Ballyhea says ‘enough’ - Five years of debt protest ends

THE “Ballyhea says No to the Bondholders” campaign marched for the 262nd and last time yesterday.

Ballyhea says ‘enough’ - Five years of debt protest ends

The banners have been put away but the integrity of their cause, the shining honesty of their argument, remains undiminished but tragically unresolved. That will always be the case. The imposition of private losses on this country’s public purse had no, and can never have, any moral foundation.

There is no argument, other than power against powerlessness, for the imposition of losses, incurred by international investors in the formalised Ponzi scheme known as the Irish property market of a decade ago, on the public purse. Yet that is what transpired and will shape public budgets for decades to come.

It will limit our capacity to deliver the kind of services that define a civilised society. Where we should employ nurses and teachers we must pay German bankers or Dutch pension schemes to cover their bad bets. The bank bailout cost €65bn and the annual interest bill edges close to €2bn.

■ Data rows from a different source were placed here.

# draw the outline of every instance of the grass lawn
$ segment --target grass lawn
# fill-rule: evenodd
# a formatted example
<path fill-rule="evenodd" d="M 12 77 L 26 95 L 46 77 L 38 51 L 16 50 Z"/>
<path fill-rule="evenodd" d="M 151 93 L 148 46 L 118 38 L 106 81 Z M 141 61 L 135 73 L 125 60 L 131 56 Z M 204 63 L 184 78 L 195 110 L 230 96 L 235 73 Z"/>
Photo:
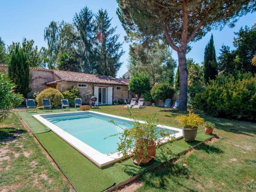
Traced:
<path fill-rule="evenodd" d="M 68 191 L 60 172 L 14 113 L 0 123 L 0 191 Z"/>
<path fill-rule="evenodd" d="M 93 110 L 128 116 L 121 105 L 101 106 L 100 109 Z M 54 112 L 61 111 L 54 110 Z M 152 107 L 134 110 L 142 120 L 145 115 L 154 111 L 158 113 L 161 124 L 179 127 L 174 119 L 182 113 L 177 110 L 165 111 Z M 41 113 L 45 112 L 38 110 L 37 113 Z M 30 127 L 38 128 L 39 132 L 45 128 L 32 116 L 35 113 L 18 113 Z M 137 189 L 138 191 L 241 191 L 247 182 L 256 180 L 256 124 L 200 115 L 216 124 L 215 133 L 220 138 L 182 157 L 174 165 L 146 172 L 141 177 L 142 186 Z M 172 150 L 177 153 L 205 140 L 208 136 L 203 131 L 203 128 L 199 128 L 195 142 L 188 143 L 183 140 L 174 142 Z M 147 168 L 135 166 L 128 160 L 100 169 L 52 131 L 35 136 L 79 191 L 102 191 Z M 155 163 L 160 161 L 157 155 Z M 187 166 L 183 166 L 184 163 Z"/>

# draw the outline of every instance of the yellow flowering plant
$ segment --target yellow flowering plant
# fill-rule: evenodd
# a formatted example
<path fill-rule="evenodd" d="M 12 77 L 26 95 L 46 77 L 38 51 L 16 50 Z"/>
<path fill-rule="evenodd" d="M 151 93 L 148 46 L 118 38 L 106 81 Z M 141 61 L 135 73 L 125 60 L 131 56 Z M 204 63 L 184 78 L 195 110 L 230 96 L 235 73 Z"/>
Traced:
<path fill-rule="evenodd" d="M 184 129 L 194 129 L 199 125 L 203 125 L 204 119 L 198 115 L 191 113 L 187 115 L 182 115 L 175 118 Z"/>

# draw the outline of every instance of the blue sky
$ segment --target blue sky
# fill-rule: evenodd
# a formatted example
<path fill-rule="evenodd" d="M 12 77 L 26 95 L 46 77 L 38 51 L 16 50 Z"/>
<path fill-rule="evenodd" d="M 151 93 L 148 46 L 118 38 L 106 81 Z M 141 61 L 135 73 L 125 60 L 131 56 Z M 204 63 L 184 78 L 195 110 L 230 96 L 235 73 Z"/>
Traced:
<path fill-rule="evenodd" d="M 93 12 L 102 8 L 107 9 L 110 17 L 113 17 L 112 25 L 117 26 L 116 32 L 120 34 L 119 41 L 124 41 L 125 33 L 116 15 L 117 3 L 116 0 L 13 0 L 2 1 L 0 6 L 0 37 L 6 44 L 12 41 L 21 41 L 23 37 L 33 39 L 38 47 L 47 46 L 44 41 L 44 31 L 52 20 L 71 22 L 76 12 L 87 6 Z M 236 26 L 226 26 L 222 31 L 213 30 L 208 33 L 201 40 L 192 44 L 192 50 L 187 58 L 192 58 L 201 63 L 204 60 L 205 45 L 209 41 L 212 33 L 217 56 L 219 49 L 224 44 L 233 48 L 232 42 L 234 32 L 241 26 L 251 26 L 256 23 L 256 13 L 249 14 L 240 18 Z M 124 43 L 123 49 L 125 51 L 121 61 L 123 64 L 118 71 L 117 77 L 127 70 L 126 64 L 129 52 L 129 45 Z M 177 53 L 173 52 L 173 57 L 177 59 Z"/>

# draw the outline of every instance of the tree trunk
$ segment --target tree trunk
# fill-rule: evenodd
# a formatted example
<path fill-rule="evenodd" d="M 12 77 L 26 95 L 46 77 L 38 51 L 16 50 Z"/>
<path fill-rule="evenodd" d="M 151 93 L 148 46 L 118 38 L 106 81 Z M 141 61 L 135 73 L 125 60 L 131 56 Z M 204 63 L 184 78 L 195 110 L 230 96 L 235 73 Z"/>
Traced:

The Ballyhea protests highlighted the albatross-around-the-neck nature of this crushing debt and showed how a small, near-bankrupt country is powerless and cedes its sovereignty to its all-powerful paymasters. It must be a priority of the 32nd Dáil, and every subsequent Dáil, that we never find ourselves in such an unequal position again. The Ballyhea protests contributed to establishing that awareness and for that they must be congratulated and thanked.